His first appointment was as a research associate in physiology at the University of Minnesota, Minneapolis, from 1941 to 1942. There, Racker carried on his search for a biochemical basis for brain diseases and showed that polio virus inhibited glycolysis in the mouse brain. Despite spending a year doing research, Racker once again found himself working as a physician when he accepted a position at the Harlem Hospital in New York City. His career in biochemistry began in earnest in 1944 when he was appointed assistant professor of microbiology at the New York University Medical School. During his time in New York, Racker continued his glycolysis studies and found that the inhibition could be overcome by the addition of glutathione. This led to his discovery that glyoxylase converts glyoxal to glycolic acid via a carboxyl-S-glutathione intermediate (1). This was the first "energy-rich" thioester of biological relevance to be identified. Similarly, Racker and his technician Isidore Krimsky showed that glyceraldehyde 3-phosphate oxidation occurred through a thiol ester enzyme intermediate (2).
In 1952, Racker was offered the position of associate professor at Yale Medical School, which he accepted. There, he continued to work on carbohydrate metabolism and discovered and purified trans-ketolase, a key enzyme in the pentose phosphate pathway. His stay in New Haven lasted 2 years and then he accepted the position of chief of the Nutrition and Physiology Department at the Public Health Research Institute of the City of New York. At first, Racker continued to work on the mechanism of glycolysis and the pentose phosphate pathway but then turned to the regulation of glycolysis.
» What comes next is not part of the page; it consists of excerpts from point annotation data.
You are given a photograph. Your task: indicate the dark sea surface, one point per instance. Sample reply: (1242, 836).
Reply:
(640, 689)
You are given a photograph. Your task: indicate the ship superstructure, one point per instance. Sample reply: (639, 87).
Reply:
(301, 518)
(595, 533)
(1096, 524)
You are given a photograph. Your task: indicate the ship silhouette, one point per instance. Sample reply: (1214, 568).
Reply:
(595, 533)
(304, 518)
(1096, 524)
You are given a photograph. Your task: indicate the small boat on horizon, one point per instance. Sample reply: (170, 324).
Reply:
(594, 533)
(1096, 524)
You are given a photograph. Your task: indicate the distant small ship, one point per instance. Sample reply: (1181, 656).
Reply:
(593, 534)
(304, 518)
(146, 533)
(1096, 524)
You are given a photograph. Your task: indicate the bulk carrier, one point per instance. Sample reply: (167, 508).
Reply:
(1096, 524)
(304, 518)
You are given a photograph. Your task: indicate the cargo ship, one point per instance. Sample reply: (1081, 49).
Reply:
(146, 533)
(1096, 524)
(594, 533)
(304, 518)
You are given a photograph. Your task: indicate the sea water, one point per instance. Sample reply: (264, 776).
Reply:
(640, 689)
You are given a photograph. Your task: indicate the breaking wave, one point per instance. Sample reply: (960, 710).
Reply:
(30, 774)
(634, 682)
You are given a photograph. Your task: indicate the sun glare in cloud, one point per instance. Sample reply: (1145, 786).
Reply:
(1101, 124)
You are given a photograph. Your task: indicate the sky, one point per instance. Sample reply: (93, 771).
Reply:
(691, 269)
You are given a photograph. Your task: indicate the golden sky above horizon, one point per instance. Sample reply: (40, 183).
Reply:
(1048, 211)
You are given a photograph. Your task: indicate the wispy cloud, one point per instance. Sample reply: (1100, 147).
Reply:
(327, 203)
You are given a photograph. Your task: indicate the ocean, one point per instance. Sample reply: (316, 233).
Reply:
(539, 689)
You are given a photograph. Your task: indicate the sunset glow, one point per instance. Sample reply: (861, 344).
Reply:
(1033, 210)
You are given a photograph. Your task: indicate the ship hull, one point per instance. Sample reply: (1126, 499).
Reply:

He showed that glycolysis was dependent on the continuous regeneration of ADP and inorganic phosphate by ATPase.
Soon after Racker moved to the Public Health Research Institute, Maynard E. Pullman joined his department. Pullman had just earned a Ph.D. from Johns Hopkins University (1953) and spent a year as a fellow in pediatrics. Upon his arrival at the Public Health Research Institute he decided he wanted to determine the mechanism of ATP synthesis in mitochondria and chloroplasts. At that time, it was assumed that ATP synthesis was coupled to respiration through a "high energy" intermediate. Pullman and Racker, joined by Anima Datta and graduate student Harvey S. Penefsky, started by attempting to isolate the enzymes involved in ATP synthesis. They obtained fresh bovine hearts and, using a mechanical blender, isolated several grams of mitochondrial membrane fragments, which catalyzed oxidative phosphorylation. These submitochondrial particles were then vigorously shaken with tiny glass beads in a shaker built by Peter M. Nossal. The shaker was considered so dangerous that Nossal screwed it to the floor of a separate room, operated it by remote control, and allowed nobody else to touch it. When the mitochondrial fragments were sedimented in an ultracentrifuge, they still respired but no longer synthesized ATP. However, Racker and his co-workers discovered that oxidative phosphorylation could be restored if the supernatant was added back to the fragments.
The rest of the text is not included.